The future of Fannie Mae and Freddie Mac is very much up in the air these days, as one of President Donald Trump’s top economic advisors said recently reforming the government-sponsored enterprise will be high on Steve Mnuchin’s agenda once he is confirmed as Secretary of the Department of the Treasury.
Mnuchin himself said back in November that “getting Fannie and Freddie out of government ownership” is one of the Trump administration’s top 10 priorities.
So it’s clear that the Trump administration has plans to move on GSE reform, but what isn’t known yet is just what those plans will look like and what impact those plans will have on the country’s financial system.
One area where the Trump administration’s GSE plans could have an impact is on the Federal Reserve, which began buying mortgage-backed securities from the GSEs in 2009.
Currently, per Fed data found here, the Fed owns roughly $1.75 trillion in GSE mortgage-backed securities.
But what happens if the GSE reform really does happen?
According to the Federal Reserve Bank of St. Louis President James Bullard, the Fed would seriously reconsider the amount of GSE MBS it holds.
Bullard’s comments were recapped in a Bloomberg report.
From the Bloomberg article:
Bullard repeated that he would like the FOMC to consider shrinking its balance sheet, which was bloated with several rounds of purchases of Treasuries and mortgage-backed securities in a strategy known as quantitative easing.

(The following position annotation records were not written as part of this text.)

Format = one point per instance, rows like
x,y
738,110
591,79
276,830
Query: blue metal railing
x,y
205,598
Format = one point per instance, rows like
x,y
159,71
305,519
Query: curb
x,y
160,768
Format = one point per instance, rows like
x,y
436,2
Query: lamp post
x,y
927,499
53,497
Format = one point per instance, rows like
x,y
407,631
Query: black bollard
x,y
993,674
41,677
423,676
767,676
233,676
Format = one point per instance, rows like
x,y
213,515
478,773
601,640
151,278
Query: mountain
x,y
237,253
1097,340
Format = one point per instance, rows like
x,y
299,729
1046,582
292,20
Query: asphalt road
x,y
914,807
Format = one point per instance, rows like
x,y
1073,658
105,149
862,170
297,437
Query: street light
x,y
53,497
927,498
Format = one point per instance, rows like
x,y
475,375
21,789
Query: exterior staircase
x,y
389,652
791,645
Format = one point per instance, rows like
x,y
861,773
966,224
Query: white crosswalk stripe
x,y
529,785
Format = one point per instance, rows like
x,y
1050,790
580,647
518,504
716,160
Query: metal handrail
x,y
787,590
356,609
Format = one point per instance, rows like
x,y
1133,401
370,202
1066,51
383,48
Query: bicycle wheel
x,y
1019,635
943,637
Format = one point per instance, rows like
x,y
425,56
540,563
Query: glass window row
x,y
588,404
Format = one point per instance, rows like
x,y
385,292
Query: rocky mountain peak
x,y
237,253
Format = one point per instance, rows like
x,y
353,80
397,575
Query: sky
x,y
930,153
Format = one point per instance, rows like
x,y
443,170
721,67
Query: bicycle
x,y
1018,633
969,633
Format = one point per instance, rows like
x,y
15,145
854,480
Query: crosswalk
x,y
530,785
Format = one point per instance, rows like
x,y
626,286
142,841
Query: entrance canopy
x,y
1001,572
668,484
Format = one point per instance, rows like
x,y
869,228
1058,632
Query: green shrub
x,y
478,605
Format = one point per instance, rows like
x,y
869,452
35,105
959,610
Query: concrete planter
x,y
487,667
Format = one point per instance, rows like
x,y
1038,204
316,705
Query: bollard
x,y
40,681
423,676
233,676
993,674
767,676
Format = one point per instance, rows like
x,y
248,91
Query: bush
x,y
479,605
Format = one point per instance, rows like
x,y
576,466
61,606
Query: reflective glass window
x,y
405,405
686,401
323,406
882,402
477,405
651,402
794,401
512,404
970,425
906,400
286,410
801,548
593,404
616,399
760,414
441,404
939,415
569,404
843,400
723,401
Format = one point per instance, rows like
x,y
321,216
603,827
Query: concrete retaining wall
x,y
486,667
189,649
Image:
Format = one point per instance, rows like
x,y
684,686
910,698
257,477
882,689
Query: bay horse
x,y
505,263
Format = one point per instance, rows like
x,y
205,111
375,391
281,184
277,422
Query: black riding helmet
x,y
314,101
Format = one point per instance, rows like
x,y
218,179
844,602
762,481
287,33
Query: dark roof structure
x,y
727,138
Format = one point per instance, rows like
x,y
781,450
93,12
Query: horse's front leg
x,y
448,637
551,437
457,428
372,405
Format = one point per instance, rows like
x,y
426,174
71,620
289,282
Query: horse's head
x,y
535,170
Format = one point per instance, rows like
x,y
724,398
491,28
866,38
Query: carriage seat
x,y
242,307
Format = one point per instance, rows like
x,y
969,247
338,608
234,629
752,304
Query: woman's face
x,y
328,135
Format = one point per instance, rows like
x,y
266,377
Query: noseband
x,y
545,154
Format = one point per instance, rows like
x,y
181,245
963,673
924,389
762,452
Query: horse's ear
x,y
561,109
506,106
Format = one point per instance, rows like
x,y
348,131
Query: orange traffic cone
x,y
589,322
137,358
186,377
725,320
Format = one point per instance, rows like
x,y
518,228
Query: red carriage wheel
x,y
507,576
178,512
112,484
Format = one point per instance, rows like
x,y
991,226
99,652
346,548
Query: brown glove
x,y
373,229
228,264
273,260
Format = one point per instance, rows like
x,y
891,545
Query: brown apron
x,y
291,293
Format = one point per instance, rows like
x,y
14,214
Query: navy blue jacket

He added that reform of housing agencies known as government sponsored enterprises, or GSEs, could be a catalyst for the Fed to replace its holdings of mortgage-backed securities with Treasuries.
“Then we might not want to be holding MBS on the grounds that the successors to the GSEs are private sector companies and we’d be helping private-sector companies,” he said. “If you took that kind of view it might bring more urgency to the issue of swapping MBS for Treasuries.”